The beginning of May was a very popular feast time for the Romans. It was devoted primarily to the worship of Flora, the goddess of flowers. It was in her honor a five day celebration, called the Floralia, was held. The five day festival would start from April 28 and end on May 2. The Romans brought in the rituals of the Floralia festival in the British Isles. And gradually the rituals of the Floralia were added to those of the Beltane. And many of today’s customs on the May Day bear a stark similarity with those combined traditions.

I think we need to revive May Day and link it to all the beautiful flowers of the season. I wrote a poem called Yay! Spring that pays homage to this beautiful season and May Day. See the end of this Home Page for the poem.

 

May is also filled with other important events, themes, etc. Mother’s Day is coming up and I hope to have time after my vacation to include an article about Mother’s Day that I wrote some time ago. While I do not like the commercialization of motherhood, I still think we can take that day to honor our mothers.

 

 

 

On a more serious note, May is National Osteoporosis Month. Two people I know have had procedures for broken backs, a result of osteoporosis, so it is a serious condition. (See photos on normal bone matrix & osteoporosis). I Googled this topic and found that you can download an Online Toolkit to share with your doctor and friends. That link is: www.nog.org/may-aware prevention.

 

Equally serious is National Mental Health Month, also in May. Because depression runs in my family, I have always been interested in this topic. I hope to explore this important subject using a book I have on my shelf and have already read. I will review or share parts of it that I feel will help readers better understand this area of mental illness that the author calls the: “common cold of mental illness.”

On a historical note, May is also American Jewish History Month, a fact I learned on the back of a box of matzoh during Passover. I am reading a book on Jewish women and will glean from that book Jewish women with whom I am familiar and post those names during the month.

I also hope to post some recipes with foods that are seasonal, such as asparagus, spring onions, early lettuce, etc. Since I am away during the first week of May, I am reprinting my Cinco de Maya recipe from 3 years ago and an article on Goji berries from Freshlife, with permission.

Finally, here is my poem that I mentioned at the beginning of this posting.

Yay! Spring

Global warning* set aside,
Spring is here in all its pride.

Azaleas are blooming everywhere in every color in my neighborhood.
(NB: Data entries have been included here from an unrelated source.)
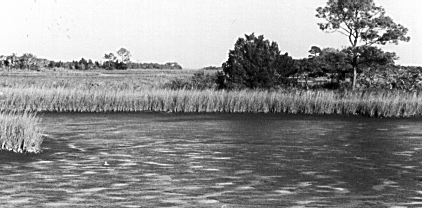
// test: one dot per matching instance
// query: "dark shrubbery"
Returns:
(255, 63)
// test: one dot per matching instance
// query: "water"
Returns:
(217, 160)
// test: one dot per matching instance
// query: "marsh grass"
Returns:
(19, 132)
(373, 104)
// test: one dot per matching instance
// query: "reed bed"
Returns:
(20, 132)
(373, 104)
Azaleas show their lovely hues;
They slept all winter, paid their dues.

Daffodils and tulips—colors bright
Make me smile, day or night.

This is a trumpet tulip (or daffodil?) taken at the Phila. flower Show in March

Lofty trees, barely blooming
Bask in sunlight, brightly looming.

Pansies with their petals smooth
Line our walks; they seem to soothe

Our need for  Nature all about
Hurray, it’s Spring, I want to shout!

This is a tree painted by my 105 year-old mother-in-law a couple of years ago as part of her art appreciation class where she resided until her death in March.

* I think the erratic climate changes are Mother Nature’s way of warning us that she cannot handle all the pollution we are dumping into the air, in the waters, and on the soil.